Die psychische Gesundheit hat einen großen Einfluss auf die Gesamtgesundheit. Jede psychische Krankheit beeinträchtigt das Leben des oder der Betroffenen, die Beziehungen, berufliche und soziale Möglichkeiten, das gesamte persönliche Umfeld. Psychische Krisen und Krankheiten können jeden treffen, und die Zahl der Menschen, die an psychischen Problemen leidet, ist im Steigen. Trotzdem fällt es vielen immer noch schwer, darüber zu sprechen und um Hilfe zu bitten. Dabei ist psychische Gesundheit und deren Erhalt so wichtig.
Was ist psychische Gesundheit?
Die Weltgesundheitsorganisation (WHO) erachtet die psychische Gesundheit als grundlegend für einen guten Allgemeinzustand. Sie definiert sie als einen Zustand des Wohlbefindens, in dem sich eine Person entfalten, mit normalen Spannungen des Lebens umgehen, einer Arbeit nachgehen und einen Beitrag zum Gemeinschaftsleben leisten kann. Psychische Gesundheit bildet die Grundlage für das Wohlbefinden des Menschen und das Funktionieren einer Gemeinschaft. In diesem Sinne betrifft sie sowohl den Menschen als Einzelperson als auch die Gesellschaft als Ganzes.
In der Praxis ist der Zustand unserer Psyche keine Frage von komplett gesund oder krank, sondern man hat viele Abstufungen, in vielen Bereichen (Antrieb, Motivation, Ängste, Denken, Konzentration u. v. m.), die manchmal sogar tagaktuell schwanken können. Insgesamt gilt aber immer: Die psychische Gesundheit soll erhalten bleiben, und dafür gibt es Mittel und Wege, viele präventive Maßnahmen, die ergriffen werden können.

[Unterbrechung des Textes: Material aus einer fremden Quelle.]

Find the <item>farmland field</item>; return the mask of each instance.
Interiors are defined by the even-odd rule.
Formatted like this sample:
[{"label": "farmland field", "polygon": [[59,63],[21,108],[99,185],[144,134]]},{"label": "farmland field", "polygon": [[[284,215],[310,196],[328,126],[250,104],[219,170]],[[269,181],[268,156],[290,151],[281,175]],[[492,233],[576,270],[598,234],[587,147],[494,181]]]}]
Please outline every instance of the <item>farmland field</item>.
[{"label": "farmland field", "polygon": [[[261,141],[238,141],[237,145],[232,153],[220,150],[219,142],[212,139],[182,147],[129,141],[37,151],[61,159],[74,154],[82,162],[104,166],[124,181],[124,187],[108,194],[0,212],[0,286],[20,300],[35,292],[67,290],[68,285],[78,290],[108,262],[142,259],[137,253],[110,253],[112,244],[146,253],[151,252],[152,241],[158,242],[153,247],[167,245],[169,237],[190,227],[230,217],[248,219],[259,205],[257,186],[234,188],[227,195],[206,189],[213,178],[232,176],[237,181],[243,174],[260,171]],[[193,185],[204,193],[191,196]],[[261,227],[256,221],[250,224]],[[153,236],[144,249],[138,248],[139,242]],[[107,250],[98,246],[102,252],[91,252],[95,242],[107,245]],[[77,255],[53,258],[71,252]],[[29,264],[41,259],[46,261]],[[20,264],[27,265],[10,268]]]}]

Psychische Krankheit als Gegenteil
Als Gegenteil von psychischer Gesundheit wird die psychische Krankheit gesehen. Diese definiert die WHO wie folgt: „Psychische Störungen stellen Störungen der psychischen Gesundheit einer Person dar, die oft durch eine Kombination von belastenden Gedanken, Emotionen, Verhaltensweisen und Beziehungen zu anderen gekennzeichnet sind. Beispiele für psychische Störungen sind Depressionen, Angststörungen, Verhaltensstörungen, bipolare Störungen und Psychosen.“
Der Übergang von (kompletter) psychischer Gesundheit und psychischer Krankheit ist fließend, viele Personen haben manchmal Symptome von psychischer Krankheit, z. B. Ängste oder depressive Verstimmungen, ohne gleich an einer psychischen Krankheit zu leiden. Erst wenn diese schwer werden oder/und lange anhalten, kann man von einer psychischen Erkrankung sprechen.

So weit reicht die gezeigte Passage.